Quiete pubblica: non sussiste reato per i cani che abbaiano tutta la notte

Se è vero che can che abbaia non morde, è altrettanto realistico pensare al suo latrato indisturbato e frequente nel corso della notte come sovente determinante nello generarsi di cattivi rapporti tra vicini di casa. Ma davvero gli abbai possono essere causa di disturbo della quiete pubblica?

Con sentenza n 16677/2018, la Corte di Cassazione annulla il reato ex art. 659 del codice penale nei riguardi del proprietario dei cani che abbaiano tutta la notte, qualora la lamentela arrivi solo dai vicini e non da più abitanti del palazzo o del quartiere.

 

Quiete pubblica e rapporti di vicinato: i fatti


In particolare, i giudici della Suprema Corte hanno invalidato la condanna inflitta, nel 2016, dal tribunale di Benevento alla proprietaria di tre cani per il reato di disturbo della quiete per non aver impedito agli animali, lasciati da soli nel terrazzo del suo appartamento, di abbaiare tutta la notte disturbando il riposo di alcuni vicini.

Il comportamento omissivo della proprietaria, configuratosi nella notte tra il 26 e il 27 agosto 2011, avrebbe dunque inficiato il riposo e la quiete di due abitanti di un appartamento limitrofo a quello della donna.
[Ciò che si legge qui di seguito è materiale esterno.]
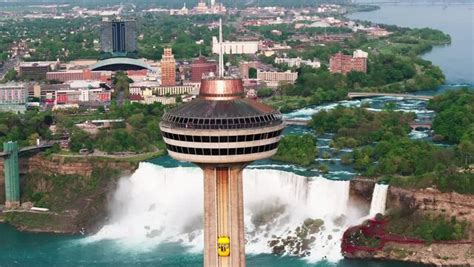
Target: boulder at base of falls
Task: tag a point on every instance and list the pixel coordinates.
(298, 242)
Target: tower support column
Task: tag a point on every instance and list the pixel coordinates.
(12, 177)
(223, 215)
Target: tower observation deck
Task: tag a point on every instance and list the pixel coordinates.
(222, 132)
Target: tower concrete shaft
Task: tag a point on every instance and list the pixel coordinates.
(12, 177)
(223, 215)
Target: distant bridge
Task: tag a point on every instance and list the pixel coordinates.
(421, 125)
(297, 122)
(29, 149)
(11, 169)
(352, 95)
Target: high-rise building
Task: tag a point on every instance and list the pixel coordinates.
(13, 97)
(200, 67)
(168, 68)
(222, 132)
(119, 36)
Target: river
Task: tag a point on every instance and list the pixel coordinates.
(119, 245)
(456, 59)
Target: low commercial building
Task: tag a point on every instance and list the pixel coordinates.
(274, 78)
(34, 70)
(340, 63)
(235, 47)
(157, 89)
(72, 75)
(47, 91)
(13, 97)
(297, 62)
(150, 99)
(201, 67)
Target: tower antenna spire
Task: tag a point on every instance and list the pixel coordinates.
(221, 52)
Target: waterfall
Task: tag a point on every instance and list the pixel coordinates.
(158, 205)
(379, 199)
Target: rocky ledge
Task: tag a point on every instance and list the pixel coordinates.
(75, 190)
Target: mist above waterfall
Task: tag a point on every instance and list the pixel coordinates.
(159, 205)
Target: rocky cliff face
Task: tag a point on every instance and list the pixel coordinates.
(424, 201)
(432, 201)
(57, 165)
(75, 189)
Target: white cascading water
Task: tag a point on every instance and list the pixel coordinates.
(379, 200)
(158, 204)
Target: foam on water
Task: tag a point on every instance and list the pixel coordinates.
(158, 205)
(379, 199)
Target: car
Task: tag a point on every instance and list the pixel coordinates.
(223, 246)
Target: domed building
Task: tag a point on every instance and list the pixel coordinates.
(222, 132)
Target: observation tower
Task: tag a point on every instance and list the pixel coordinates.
(222, 132)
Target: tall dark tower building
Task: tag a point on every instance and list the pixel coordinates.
(222, 132)
(119, 36)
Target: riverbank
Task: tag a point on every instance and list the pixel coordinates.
(76, 191)
(394, 238)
Rammentano i giudici della Suprema Corte che «il reato di cui all’art. 659, comma primo, cod. pen. è reato solo eventualmente permanente, che si può consumare anche con un’unica condotta rumorosa o di schiamazzo, ove la stessa sia oggettivamente tale da recare, in determinate circostanze, un effettivo disturbo alle occupazioni o al riposo delle persone” (cfr. Cass. n. 8351/2015).
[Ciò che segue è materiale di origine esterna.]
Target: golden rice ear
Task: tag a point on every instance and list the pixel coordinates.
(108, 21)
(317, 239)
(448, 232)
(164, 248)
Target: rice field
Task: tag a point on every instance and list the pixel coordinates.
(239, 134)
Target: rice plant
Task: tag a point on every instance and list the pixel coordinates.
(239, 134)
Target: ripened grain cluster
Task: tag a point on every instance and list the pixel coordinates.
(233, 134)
E precisano che «ai fini della configurabilità della contravvenzione prevista dal ricordato art. 659 cod. pen. è necessario che i lamentati rumori abbiano la attitudine a propagarsi ed a costituire fonte di disturbo – per la loro intensità e per la ubicazione spaziale della loro fonte – per una potenziale pluralità indeterminata di persone, sebbene non sia poi necessaria la dimostrazione che poi tutte costoro siano state effettivamente disturbate» (Corte di cassazione, Sezione I penale, 4 febbraio 2000, n. 1394).

 

Quiete pubblica e rapporti di vicinato: la decisione della Suprema Corte


Se il Tribunale di Benevento pone enfasi su come i cani – lasciati dalla proprietaria da soli in un balcone, ovviamente esterno alla parte chiusa dell’appartamento della medesima – abbiano latrato con continuità per buona parte della notte, per la Cassazione, il giudice di merito non avrebbe argomentato adeguatamente in relazione all’intensità degli stessi latrati e alla situazione antropica del luogo in cui i cani erano stati lasciati per la notte.
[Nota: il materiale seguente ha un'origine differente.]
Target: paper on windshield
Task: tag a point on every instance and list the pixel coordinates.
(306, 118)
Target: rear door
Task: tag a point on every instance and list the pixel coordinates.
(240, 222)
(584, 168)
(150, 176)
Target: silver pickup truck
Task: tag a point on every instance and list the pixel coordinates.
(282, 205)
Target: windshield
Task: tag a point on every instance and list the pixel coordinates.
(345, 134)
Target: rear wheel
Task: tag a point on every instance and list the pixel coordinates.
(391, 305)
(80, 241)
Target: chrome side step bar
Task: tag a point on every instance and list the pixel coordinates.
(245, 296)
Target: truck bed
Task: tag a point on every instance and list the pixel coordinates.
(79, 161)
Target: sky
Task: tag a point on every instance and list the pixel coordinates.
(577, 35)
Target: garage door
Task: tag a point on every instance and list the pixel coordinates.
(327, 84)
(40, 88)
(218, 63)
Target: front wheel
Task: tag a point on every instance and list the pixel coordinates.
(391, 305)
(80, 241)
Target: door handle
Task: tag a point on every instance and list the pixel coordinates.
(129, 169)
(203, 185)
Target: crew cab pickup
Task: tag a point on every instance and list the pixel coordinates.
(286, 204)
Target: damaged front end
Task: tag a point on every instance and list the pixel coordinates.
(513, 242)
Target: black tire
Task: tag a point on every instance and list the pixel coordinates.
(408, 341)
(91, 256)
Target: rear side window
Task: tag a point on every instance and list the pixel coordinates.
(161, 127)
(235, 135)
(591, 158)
Nonostante l’unicità dell’episodio di disturbo, nella fattispecie la quiete pubblica, è ravvisabile nel fatto che lo stesso si sia protratto per un non trascurabile lasso di tempo. Tuttavia, non avendo il Tribunale fornito elementi cruciali al fine di stabilire la sussistenza del reato previsto dal codice penale ed essendosi lo stesso estinto per prescrizione, la Cassazione annulla la sentenza senza rinvio.